LSCB Annual Report 2016-17
The LSCB Annual Report for 2016-17 is available to read here and summarises how the Board, and our partners, work together to safeguard and promote the welfare of children and young people in our city.
This report sets out what we have been doing over the year to progress our priority areas of business:
Summary of achievements
- Through the work of the LSCB, the city better understands the prevalence of children in receipt of services for sexual abuse
- We are more informed than ever on the numbers of children who are victims of child sexual exploitation and the effectiveness of arrangements to respond to this crime.
- We have successfully embedded learning from serious case reviews and quality assurance work into our multi-agency learning offers.
- We have seen an 139% increase in professionals attending multi-agency training from this time last year.
- We have re-focused our commitment to ensuring that strategic and operational responses to abuse and neglect are informed by the views and experiences of children and young people.
- We have supported the Safeguarding and Review Service (SARs) proposal to incrementally embed a new model of Child Protection Conferences in the city (read more on page 22).

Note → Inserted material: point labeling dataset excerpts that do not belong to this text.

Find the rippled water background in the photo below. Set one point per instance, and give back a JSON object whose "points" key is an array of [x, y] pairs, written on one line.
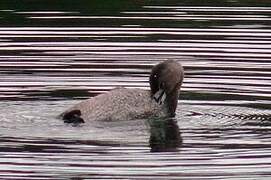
{"points": [[56, 53]]}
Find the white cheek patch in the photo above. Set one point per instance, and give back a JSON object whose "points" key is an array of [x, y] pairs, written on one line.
{"points": [[160, 96]]}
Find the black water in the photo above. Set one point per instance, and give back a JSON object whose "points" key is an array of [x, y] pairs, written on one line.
{"points": [[56, 53]]}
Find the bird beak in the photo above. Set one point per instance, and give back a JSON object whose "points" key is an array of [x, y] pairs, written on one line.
{"points": [[160, 96]]}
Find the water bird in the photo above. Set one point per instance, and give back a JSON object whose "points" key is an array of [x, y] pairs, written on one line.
{"points": [[125, 104]]}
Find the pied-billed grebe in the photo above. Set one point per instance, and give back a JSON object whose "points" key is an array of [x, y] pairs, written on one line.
{"points": [[125, 104]]}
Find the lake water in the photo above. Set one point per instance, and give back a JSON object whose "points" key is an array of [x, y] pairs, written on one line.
{"points": [[53, 54]]}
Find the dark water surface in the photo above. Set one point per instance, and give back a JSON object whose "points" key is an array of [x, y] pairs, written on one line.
{"points": [[56, 53]]}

- Information about parent’s substance misuse is now included on the child’s record and parent and baby records (within Midwifery services) are now linked, as a result of our quality assurance activity.
- Our quality assurance activity has continued to go from strength to strength, with all actions from our previous audits on domestic violence and abuse, parents who misuse substances, network and core group meetings, and child sexual exploitation, being fully implemented.
- Following quality assurance activity a Multi-Agency Child Neglect Consultation Group has been developed to offer a safe reflective space to practitioners and their managers to bring complex and stuck cases where neglect of children is considered to be a primary issue
- As a consequence of a Learning Review arrangements for initiating and progressing legal interventions to remove children from their parent’s care have been improved – ensuring a truly multi-agency approach and mitigating the risk of relevant information not being presented to the court which could delay or prevent the child being safeguarded.
- We have continued to work well with other boards in the city, such as the Health & Wellbeing Board and the Safeguarding Adults Board, to encourage wider organisations to recognise their responsibilities to safeguard children and ensure safeguarding is ‘everybody’s business’.
Summary of challenges
- We still need to influence the implementation of Operation Encompass and be assured that Early Help and support is offered to children following an incident of domestic violence.
- A Multi-Agency Child Sexual Abuse Strategy & Action Plan needs to be developed.
- A delayed start to the Neglect Strategy has meant this has not been completed within year 1 of the business planning cycle.
- It has not proved possible to track all the actions arising from the early help audit (see our 2014-15 Annual report) due to the recent changes in early help services.
- The ever changing landscape of public agencies makes mapping the early help offer very difficult.